Just this week it emerged that a “leak in one of the gas risers supplying flats in the tower” was never properly repaired and this could have contributed to “the spread of smoke through the lobbies on the night of the fire”. Also, a £600,000 lift upgrade hadn’t included “modernising the lift to meet firefighting lift requirements.”
It was also reported this week that more than 900 buildings in London are on ‘simultaneous evacuation orders’ due to fire risk. That is, there’s 900 buildings that “currently require safety measures such as waking watches or common alarm systems due to fire safety defects including flammable cladding.”
This week, Housing Secretary Robert Jenrick is expected to announce details of a ‘polluter pays’ tax on new high-rise developments “to fund the repair of fire safety defects – including unsafe cladding – on existing buildings.” Although cladding campaigners have been using that #PolluterPays hashtag for a long time now and they’re not happy about Jenrick stealing it.
Meanwhile the government’s plan to help people in high-rise homes to sue developers over the cost of fixing fire safety defects came in for a bit of a kicking, with the main criticism being that many home owners don’t have the kind of money needed for litigation (and even if they did, a lot of the developers from over a decade ago just don’t exist anymore).
And the rest
One last property-related story: The mayor is planning up to 46,350 new homes on land owned by TfL, and is “now in talks with ministers over a £2.1bn taxpayer grant to finance the housebuilding project”.
More bad news for Cressida Dick this week when leaked documents revealed “cases of violent disorder, cheating and dishonesty” at the Met’s main training centre in Hendon.

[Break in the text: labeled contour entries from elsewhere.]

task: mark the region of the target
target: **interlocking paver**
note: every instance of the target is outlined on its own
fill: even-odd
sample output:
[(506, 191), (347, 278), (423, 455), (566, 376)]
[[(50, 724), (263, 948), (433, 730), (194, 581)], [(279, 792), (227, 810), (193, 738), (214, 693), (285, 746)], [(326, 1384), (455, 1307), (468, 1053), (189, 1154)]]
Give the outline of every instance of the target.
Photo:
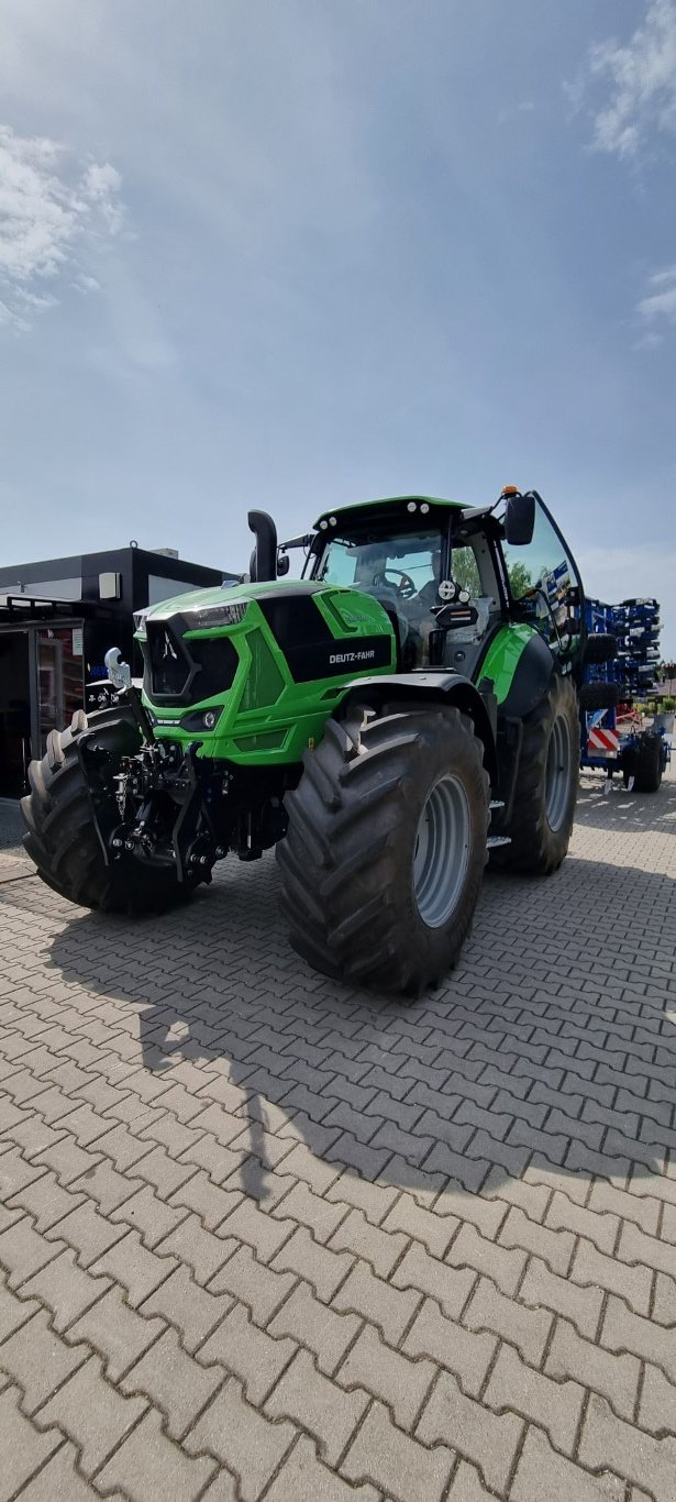
[(315, 1439), (320, 1458), (335, 1466), (368, 1403), (368, 1392), (341, 1391), (306, 1350), (299, 1350), (267, 1398), (266, 1413), (300, 1424)]
[(373, 1481), (397, 1502), (410, 1502), (415, 1496), (440, 1502), (452, 1460), (445, 1445), (428, 1449), (404, 1434), (392, 1424), (388, 1409), (374, 1403), (341, 1470), (350, 1481)]
[(209, 1293), (195, 1283), (188, 1268), (179, 1266), (143, 1301), (140, 1314), (147, 1323), (152, 1314), (161, 1314), (179, 1331), (182, 1344), (192, 1355), (231, 1307), (228, 1295)]
[[(376, 1313), (373, 1316), (376, 1319)], [(278, 1314), (270, 1320), (270, 1335), (291, 1335), (317, 1358), (320, 1371), (329, 1376), (335, 1371), (347, 1347), (359, 1331), (356, 1314), (336, 1314), (314, 1296), (306, 1283), (299, 1283), (285, 1299)]]
[(204, 1367), (189, 1356), (177, 1332), (168, 1329), (126, 1373), (120, 1388), (150, 1398), (164, 1415), (171, 1439), (182, 1439), (221, 1386), (222, 1376), (219, 1368)]
[(496, 1346), (496, 1335), (464, 1329), (457, 1320), (446, 1319), (434, 1299), (425, 1299), (409, 1329), (403, 1350), (410, 1356), (431, 1356), (457, 1376), (463, 1392), (478, 1397)]
[(165, 1329), (161, 1319), (132, 1310), (114, 1284), (68, 1329), (68, 1340), (86, 1340), (104, 1358), (105, 1376), (117, 1382)]
[(590, 1340), (581, 1340), (568, 1320), (556, 1322), (545, 1371), (557, 1379), (574, 1377), (575, 1382), (608, 1398), (620, 1418), (634, 1416), (640, 1361), (629, 1352), (611, 1355)]
[(608, 1472), (590, 1475), (559, 1455), (539, 1428), (529, 1428), (512, 1481), (512, 1502), (623, 1502), (625, 1488)]
[(236, 1304), (200, 1346), (200, 1361), (221, 1364), (243, 1383), (249, 1403), (261, 1404), (296, 1350), (293, 1340), (258, 1329), (243, 1304)]
[(502, 1491), (523, 1434), (523, 1419), (515, 1413), (491, 1413), (466, 1397), (455, 1377), (442, 1373), (416, 1434), (428, 1445), (452, 1445), (475, 1461), (488, 1487)]
[(96, 1476), (101, 1488), (119, 1487), (134, 1502), (194, 1502), (213, 1476), (207, 1455), (189, 1457), (162, 1431), (161, 1415), (149, 1412)]
[[(472, 1338), (472, 1337), (467, 1337)], [(415, 1355), (410, 1344), (407, 1350)], [(395, 1422), (412, 1428), (434, 1380), (431, 1361), (409, 1361), (386, 1346), (373, 1325), (365, 1325), (343, 1361), (336, 1382), (346, 1388), (362, 1388), (383, 1403), (389, 1403)]]
[(143, 931), (0, 888), (0, 1496), (670, 1496), (674, 795), (583, 780), (415, 1009), (269, 856)]
[(147, 1403), (126, 1398), (104, 1377), (99, 1356), (90, 1356), (36, 1415), (41, 1428), (59, 1425), (80, 1448), (87, 1476), (137, 1424)]
[[(210, 1493), (206, 1496), (209, 1502)], [(312, 1440), (300, 1436), (266, 1493), (266, 1502), (379, 1502), (379, 1493), (374, 1487), (352, 1487), (343, 1481), (317, 1458)]]
[(0, 1392), (0, 1497), (8, 1502), (23, 1487), (57, 1446), (63, 1442), (59, 1430), (41, 1433), (21, 1413), (20, 1388), (8, 1386)]
[(218, 1455), (239, 1478), (243, 1502), (255, 1502), (294, 1434), (288, 1421), (272, 1422), (251, 1407), (231, 1377), (186, 1436), (185, 1448), (194, 1455), (201, 1451)]
[(33, 1314), (0, 1346), (0, 1367), (21, 1388), (26, 1413), (45, 1403), (87, 1356), (86, 1346), (71, 1347), (51, 1329), (47, 1310)]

The documents also reveal that during an internal question-and-answer session last year, Dick was “forced to deny rumours that an entire intake of Hendon recruits had failed the initial selection process but were still given a start date because ‘the Met needed the numbers’.”
The FA announced this week that they’ll be launching an independent investigation into the “disgraceful scenes” at the Euro 2020 final at Wembley, in order to discover just “how fans without tickets were able to force their way into the stadium.” Apparently “there have also been allegations of corruption involving match-day staff.”
Our favourite civil engineering periodical New Civil Engineer reports on the challenges of building Crossrail’s Liverpool Street station, including navigating “a maze of sewers, existing Tube lines and the Post Office Railway” and the discovery of “nearly 4,000 skeletons from the Bedlam burial site and thousands of artefacts dating back to Roman times.”
A few issues ago we told you about Bikestormz, now GQ have published a whole feature on how the #BikeLife movement has reclaimed London’s streets for its youth.
If you’re watching the Tokyo Olympics on the telly later this week then you might hear yourself, as the organisers are using “crowd noise from London 2012 to create an atmosphere for athletes inside the fan-free stadiums”.
Yes, that is the first and likely only time we will link to an article from Metalhead Zone.